AS THE CITY population continues to decline, so does the number of students in its public schools. Superintendent Walter G. Amprey says last year's 113,000 students may decline by as many as 4,900 this year. Yet many classrooms will be at capacity when school begins next week, with up to 40 students per teacher at some high schools and 25 to 35 per teacher in the lower grades.

The inability to reduce class sizes is testament both to the school system's poverty and to the unpopularity of gritty urban schools among today's teacher corps. Suburban schools have their pick of teacher applicants while Baltimore takes what it can get. And with the city about to go to court over inadequate state funding, no one knows when the situation will improve.

Students returning to Baltimore schools will find teachers trying to stay focused while fearful of financial calamity. The schools' $654 million budget is $7.5 million short due to expenditures that Dr. Amprey says had to be made. But that isn't the whole story. To pressure Baltimore administrators to make suggested management reforms, an angry state legislature is withholding $18 million in regular state funding plus another $12 million in supplemental aid.

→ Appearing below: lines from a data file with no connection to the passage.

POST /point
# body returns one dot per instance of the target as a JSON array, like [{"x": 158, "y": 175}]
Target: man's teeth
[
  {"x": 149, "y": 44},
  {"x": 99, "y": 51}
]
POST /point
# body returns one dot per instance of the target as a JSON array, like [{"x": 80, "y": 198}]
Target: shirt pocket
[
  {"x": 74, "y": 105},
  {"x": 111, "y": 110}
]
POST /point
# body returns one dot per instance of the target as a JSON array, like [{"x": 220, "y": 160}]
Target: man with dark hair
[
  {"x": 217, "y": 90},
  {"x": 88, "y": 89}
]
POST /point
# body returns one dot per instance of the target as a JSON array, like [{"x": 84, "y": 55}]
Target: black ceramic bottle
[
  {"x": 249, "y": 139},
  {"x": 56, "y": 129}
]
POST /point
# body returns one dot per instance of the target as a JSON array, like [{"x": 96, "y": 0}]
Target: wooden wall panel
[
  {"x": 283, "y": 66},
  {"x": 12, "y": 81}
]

The inability of Mayor Kurt L. Schmoke and Gov. Parris N. Glendening to agree on a plan giving Baltimore schools added funds in exchange for more state oversight means the issue could wind up in court. Trial on the city's school funding lawsuit is scheduled to begin Nov. 6. It could take a year or more for the trial, ruling and appeals to conclude. Even then, there is no guarantee the city will win its case -- and gain extra money.

With all the uncertainty over funding, it will be difficult for Baltimore teachers to remain motivated. Many of their students, coming from homes beset by urban ills, under the best of circumstances would represent a challenge. That challenge becomes more acute as city teachers anticipate additional cuts that will have to be made before the school year ends if the state funding dispute cannot be resolved.

As Baltimore's children return to classes, teachers must keep doing the best with what they have while hoping the mayor and governor quickly reach an accord that leaves schools both better funded and better managed.